I don’t know TYPO3 much, but Powerslave sucks. It’s so complex, bad documented and the code itself is crap (with parts originally introduced in PHP3 and so on). If you don’t pay thousands of euros to get teached by one of the FDog employees, you’ll be lost.
NO matter on the code quality or the products quality now, i hvae had the same issue with systems that are java, licensed by CPU or USERS and from the open source point of view (i am develloping on OS CMS myself) sometimes youre missing the point how less money 16k euros are.
I think if the typo3 community just shuts a bit up about the whole thing, in the end its a good thing for typo. It shows that even the old school of CMS companies, and that is flying dog, as stated they are around since php3, fear the OS market. Anyway i guess the t3 stuff IS too overhyped as well as other cmses are. Its a matter of fact that there is a special interest target group for the most OS cms systems and a special target for each commercial System. Sharing the market is better than hitting each others ass. When the OS cms community understands that it can start to laugh about the commercial systems.
Code quality does matter. Thinking of security holes, performance and possibilities new technique makes aviable to you and your software (e.g. PDO instead of my self coded outdated sql-wrapper class).

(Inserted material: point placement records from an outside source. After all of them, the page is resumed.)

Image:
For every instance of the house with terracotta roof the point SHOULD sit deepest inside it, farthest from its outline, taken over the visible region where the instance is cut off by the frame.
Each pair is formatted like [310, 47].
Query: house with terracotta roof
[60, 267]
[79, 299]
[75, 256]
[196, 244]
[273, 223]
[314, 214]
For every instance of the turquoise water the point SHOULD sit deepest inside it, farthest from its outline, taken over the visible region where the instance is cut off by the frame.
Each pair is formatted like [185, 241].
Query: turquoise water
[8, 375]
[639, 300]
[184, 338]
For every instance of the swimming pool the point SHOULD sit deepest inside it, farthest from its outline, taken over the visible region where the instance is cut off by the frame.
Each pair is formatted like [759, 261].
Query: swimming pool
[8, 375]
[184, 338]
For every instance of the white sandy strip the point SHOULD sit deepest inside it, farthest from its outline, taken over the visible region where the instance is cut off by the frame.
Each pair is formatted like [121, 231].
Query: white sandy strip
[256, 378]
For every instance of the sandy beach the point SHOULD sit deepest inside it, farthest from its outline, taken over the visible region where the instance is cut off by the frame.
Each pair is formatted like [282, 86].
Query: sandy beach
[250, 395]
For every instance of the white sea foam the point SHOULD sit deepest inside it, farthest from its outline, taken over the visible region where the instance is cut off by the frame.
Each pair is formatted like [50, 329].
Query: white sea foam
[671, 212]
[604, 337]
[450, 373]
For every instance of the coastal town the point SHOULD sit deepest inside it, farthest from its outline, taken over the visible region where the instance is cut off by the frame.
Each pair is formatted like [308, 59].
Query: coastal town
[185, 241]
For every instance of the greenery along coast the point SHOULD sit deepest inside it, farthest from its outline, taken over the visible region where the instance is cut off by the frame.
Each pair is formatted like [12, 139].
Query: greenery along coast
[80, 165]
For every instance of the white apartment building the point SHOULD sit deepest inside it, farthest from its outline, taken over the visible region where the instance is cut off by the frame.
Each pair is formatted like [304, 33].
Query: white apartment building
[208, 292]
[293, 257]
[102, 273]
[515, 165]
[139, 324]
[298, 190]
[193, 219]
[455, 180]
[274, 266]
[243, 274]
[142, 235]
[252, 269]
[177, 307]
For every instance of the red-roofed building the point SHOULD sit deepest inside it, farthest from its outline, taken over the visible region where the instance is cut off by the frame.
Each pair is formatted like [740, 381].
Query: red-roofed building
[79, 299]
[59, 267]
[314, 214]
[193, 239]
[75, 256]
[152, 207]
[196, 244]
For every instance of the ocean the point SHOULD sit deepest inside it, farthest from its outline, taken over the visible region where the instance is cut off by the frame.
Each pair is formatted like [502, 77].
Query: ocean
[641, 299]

I think you’re missing the point here. We’re not going against the fact that commercial CMSes are commercial - hell no. Everyone has to earn their living here and including me, a lot of my readers are professional software developers. So, nobody is condemned for publishing a product that is not open source, free and politically correct.
However, what I (and I think a couple of other people here) dislike is the fact that one specific commercial vendor tries to leverage the advantages of open source against OSS projects and attempts to discredit the whole open-source paradigm. And that is (per definition coined for MS) FUD. Powerslave’s (and Typo3)’s qualities can be argued. Blind fanatism is never a good thing, in neither direction. I can see that people who are obviously informed about Powerslave from a developer’s or administrator’s point of view argue that this CMS leaves something to be desired. Also, I know of a lot of people that have a huge stack of problems in Typo3 that makes them dislike this system. Typo3.org doesn’t run around screaming “closed source is the devil”, though...
I’m neither saying Powerslave or Typo3 are evil, nor open source or closed source software is. I only indicated that Powerslave is not as good as Flying Dog wants to make us believe.